After identifying and comprehending key indicators, the research team aimed to empower designers to take action. The "Act" dashboard comprises an expanding database of evidence-based design suggestions, sortable by health indicators and project scale—interiors, architecture, or urban design. For instance, if a designer is assessing a flood-exposed building, PRECEDE suggests strategies like drinking water filtration, emergency preparedness, and green roofs. An interior design query related to noise pollution generates recommendations for exterior acoustic comfort, noise stress reduction and sound-absorbing surfaces.

In Practice

Perkins&Will has used the tool for several projects. The firm was awarded a 6-12 school at Durham School of the Arts after sharing initial PRECEDE findings on racial/ethnic segregation, children in poverty, and income inequality. PRECEDE was also used on a workplace interior design project with Greenpeace in Washington, D.C., and an affordable housing development in Chicago, Thrive Englewood. For each project, the design teams were able to identify potential social and health-related vulnerabilities that created challenges for occupants and tailor design strategies to address them. Additional case studies will soon be available on the PRECEDE site.

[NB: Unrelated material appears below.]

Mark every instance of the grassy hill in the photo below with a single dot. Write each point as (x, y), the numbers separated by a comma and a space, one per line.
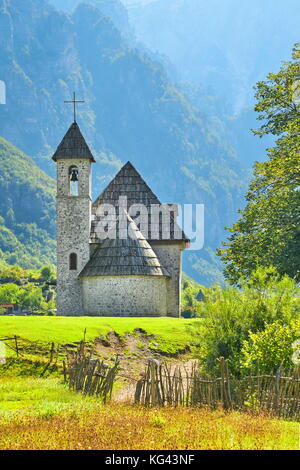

“An outcome of using PRECEDE is the opportunity to engage project stakeholders during the early discovery phase,” said David Cordell, an interior designer at Perkins&Will and member of the PRECEDE development team. “Designers can present data gathered by PRECEDE and use that data as a conversation starter and education tool to find out what is important to the community that will be impacted by the design. We’ve seen the success of this already in a few of our projects from interior design to urban planning.”

What’s Next? 

Perkins&Will is currently pursuing partnerships with individuals and organizations to expand the depth, rigor, and accessibility of PRECEDE, beyond the interior scale which was the focus of the ASID Transform Grant. People can suggest design recommendations through a “Contribute” feature in the “Act” section; the research team will review all contributions before publishing them to the site. To contact the Perkins&Will Hx Lab directly, visit their website (linked above) and submit inquiries on the Contact Us page. 

With support and future funding, PRECEDE will eventually incorporate more design strategies, focusing on mental health and disability inclusion.